September 26, 2011
Defense taking small steps
Texas Tech's Monday media luncheon was a lot more upbeat than it could have been, but it was time for a reality check after enjoying some late game heroics in a 35-34 win against Nevada.
The Red Raiders had a great game on special teams and an OK game on offense. Defense, well, it's a work in progress.
"I think winning, no matter who you're playing, winning makes everybody feel a lot better," head coach Tommy Tuberville said during his media luncheon. "Winning the way we did, it felt like a team victory. It really wasn't. Pretty much an offense and special teams victory. Defense owes an awful lot to both of those groups how they played, compared to how they played.
"Defense, we just didn't hold up our end of the bargain, coaching or playing, you can't give up that many big plays, that many running yards. We just look confused. We have condensed it, we have changed things around and we have tried to make it as uncomplicated as possible but you can only go so far. You still have to be able to make some adjustments as you go, and that's one thing concerning is we didn't."
Nevada outgained Tech 562 yards to 441 yards. Nevada, a WAC team, was just two points away from handing Tech its first home non-conference loss since 2002.
It might not be as bad as it looks on the stat sheet. Maybe Saturday's game was the perfect lesson to teach a young defense.
The primary struggle was taking the adjustments defensive coordinator Chad Glasgow drew up on the sideline and applying them to the field. That's far more correctable than trying to make a slow defense play fast.
"I think any way you can go out and find a way to win a football game like that, it's really good for your program and it's really good for your kids," Glasgow said Monday after reviewing the game film. "It's a learning experience that our kids can go learn some very important lessons with that didn't cost us the football game."

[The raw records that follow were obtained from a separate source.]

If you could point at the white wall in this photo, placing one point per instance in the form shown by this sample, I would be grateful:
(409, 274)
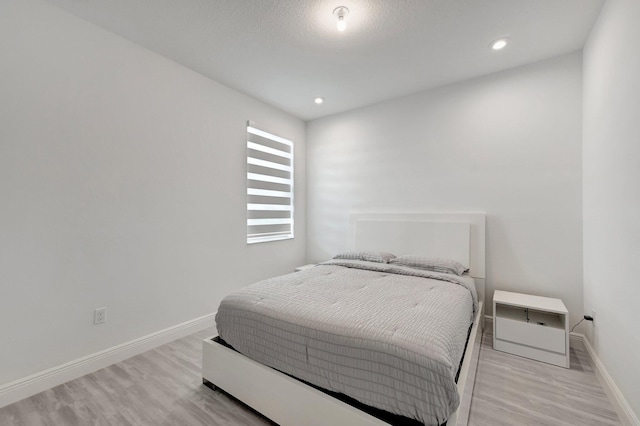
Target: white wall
(612, 192)
(122, 184)
(508, 144)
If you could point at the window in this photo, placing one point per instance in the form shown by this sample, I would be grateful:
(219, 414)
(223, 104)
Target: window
(269, 187)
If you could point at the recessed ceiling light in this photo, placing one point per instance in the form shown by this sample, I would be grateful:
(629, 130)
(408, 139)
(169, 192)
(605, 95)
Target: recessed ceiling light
(499, 44)
(341, 13)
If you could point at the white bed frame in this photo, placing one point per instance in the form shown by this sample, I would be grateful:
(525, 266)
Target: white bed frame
(288, 401)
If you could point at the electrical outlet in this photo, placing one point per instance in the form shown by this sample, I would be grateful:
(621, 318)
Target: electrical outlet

Maybe the defense will come out with confidence against Kansas in the Red Raiders' Big 12 Conference opener. It stopped Nevada when it had to and stopping the Wolf Pack had been a problem all night.
Tech had only stopped Nevada drives twice prior. Two punts and no turnovers, and even on Nevada's final full drive the Red Raiders had allowed the Wolf Pack to move the ball from its own 19-yard line to the Tech seven-yard line.
A Nevada touchdown would have put the game all but out of reach, 38-28 with about five minutes left in the game.
The defense held Nevada to a field goal to keep it a one-possession game. The players demonstrated to themselves that they could stop an opponent when it mattered the most.
The Red Raider offense got that game-winning touchdown after a great kick return by Ben McRoy.
Glasgow said a stop like that could help push the defense to make more big stops, preferably earlier in the game.
"There's no doubt, those things that happened allow kids to go out and play with more and more confidence," Glasgow said. "I think the more guys we have who are playing with confidence the better we'll be."
Tuberville said it's all about allowing the defense to take small steps. It took one Saturday and it has the opportunity to take the next one against Kansas.
"You have to be realistic and you have to look yourself in the eye and say, 'who are we?'" Tuberville said. "We are a team that we knew we were going to be, you know, fairly good on offense. You don't know how far, early and how much better you can get. And I think that to this point, we have done pretty well offensively
"Defensively we knew, all new, new coaches, new schemes, new techniques, new terminology. It wasn't going to happen overnight."